Time crawled by slowly and George could feel lunacy creeping up on him. He could actually feel it at the edges of his mind and it brought to mind how a corner of bread would go soggy if left in a bowl of soup.
After several hours, the water turned cold. The tentacle seemed to prefer this. As the water grew colder, it moved more actively and a bit more was freed from George’s mouth. When he had originally crawled into the tub, there had been perhaps two feet of it hanging out. Now, roughly four hours later, nearly three and a half feet of it had freed itself.
The corners of his mouth ached to the point where they were nearly numb. His tongue was nothing more than a sore lump trapped under the tentacle. His skull felt as if it was splitting down the middle and his lips felt as if they had been p
ulled from his skin by pliers.
George considered getting out of the tub and going to the phone, but recalled that he had been unable to breathe when the tentacle had been out of the water. He’d probably suffocate on his way to the phone. And even if he did make it to the phone, how was he supposed to say anything?
Forgetting this idea, he simply sat slumped against the porcelain, letting the tentacle explore the bathwater and his body. It studied his legs, his genitalia, and his chest, where it lingered for an extended period of time.
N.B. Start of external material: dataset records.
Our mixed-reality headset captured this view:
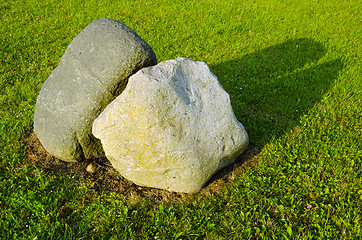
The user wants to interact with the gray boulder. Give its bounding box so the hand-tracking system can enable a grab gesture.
[93,58,248,193]
[34,19,157,162]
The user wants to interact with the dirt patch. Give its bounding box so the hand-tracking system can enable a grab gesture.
[26,133,260,203]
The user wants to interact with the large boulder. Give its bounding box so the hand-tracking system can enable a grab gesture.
[93,58,248,193]
[34,19,157,162]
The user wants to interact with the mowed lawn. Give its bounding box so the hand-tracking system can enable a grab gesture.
[0,0,362,239]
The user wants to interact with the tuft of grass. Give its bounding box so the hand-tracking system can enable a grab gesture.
[0,0,362,239]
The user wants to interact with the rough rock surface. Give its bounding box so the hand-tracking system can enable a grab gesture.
[34,19,157,162]
[93,58,248,192]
Somehow, much later, George fell asleep.
When he awoke, it was to a loud crashing from somewhere close by. A series of loud footsteps filled the house like thunder. Someone screamed out, “Clear,” and someone else bellowed, “Move it!”
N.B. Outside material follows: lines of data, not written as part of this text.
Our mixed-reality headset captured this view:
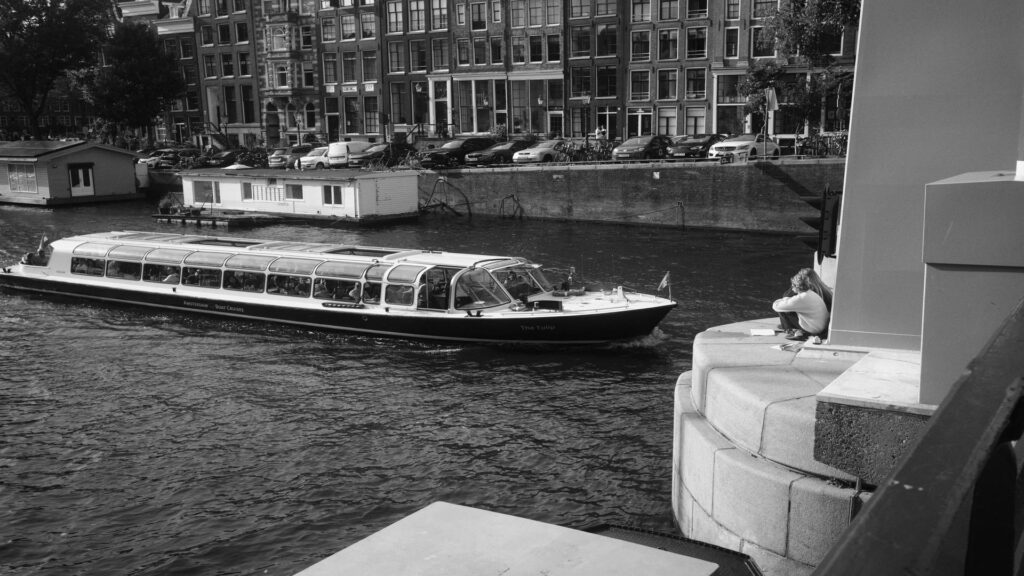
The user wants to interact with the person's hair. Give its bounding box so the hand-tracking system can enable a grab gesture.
[793,268,833,311]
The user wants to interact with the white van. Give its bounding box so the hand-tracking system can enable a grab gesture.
[327,141,374,168]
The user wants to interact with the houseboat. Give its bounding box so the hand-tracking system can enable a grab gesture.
[0,232,676,344]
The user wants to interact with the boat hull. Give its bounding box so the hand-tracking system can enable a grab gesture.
[0,274,676,344]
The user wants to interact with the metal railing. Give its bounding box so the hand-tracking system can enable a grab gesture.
[814,300,1024,576]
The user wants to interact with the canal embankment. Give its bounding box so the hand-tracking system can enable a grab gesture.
[411,158,846,234]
George sat up instantly and tried to scream but was, of course, unable to. He looked down to the tentacle and was suddenly alarmed. There was now at least four and a half feet of it taking up the tub. George also saw that hundreds of those small black things were clamoring over the surface of the tentacle, clinging to it even when it was submerged in the water.
George turned towards the open bathroom door as the footsteps grew louder, looking down the hall towards the living room. He watched as several men in body armor entered the hallway and began running towards him. George wondered how these men knew of his situation and then recalled the conversation he had shared with Dr. Kagle. This made sense, and proved his theory that he, as well as KC and Wilkins, had been lied to. The military and their doctors had known that something was wrong with them all along. They had been used to gestate these things.
As he watched the men rush down the hall with guns drawn, he thought of Wilkins and suddenly remembered something he had said inside the sub that had spooked them all.
“That has to be some mutated species of squid,” he had told them when they had found a fossilized oddity compacted into the side of the trench. “Or maybe prehistoric. I’m not sure.”
And then, not too long after that, there had been darkness.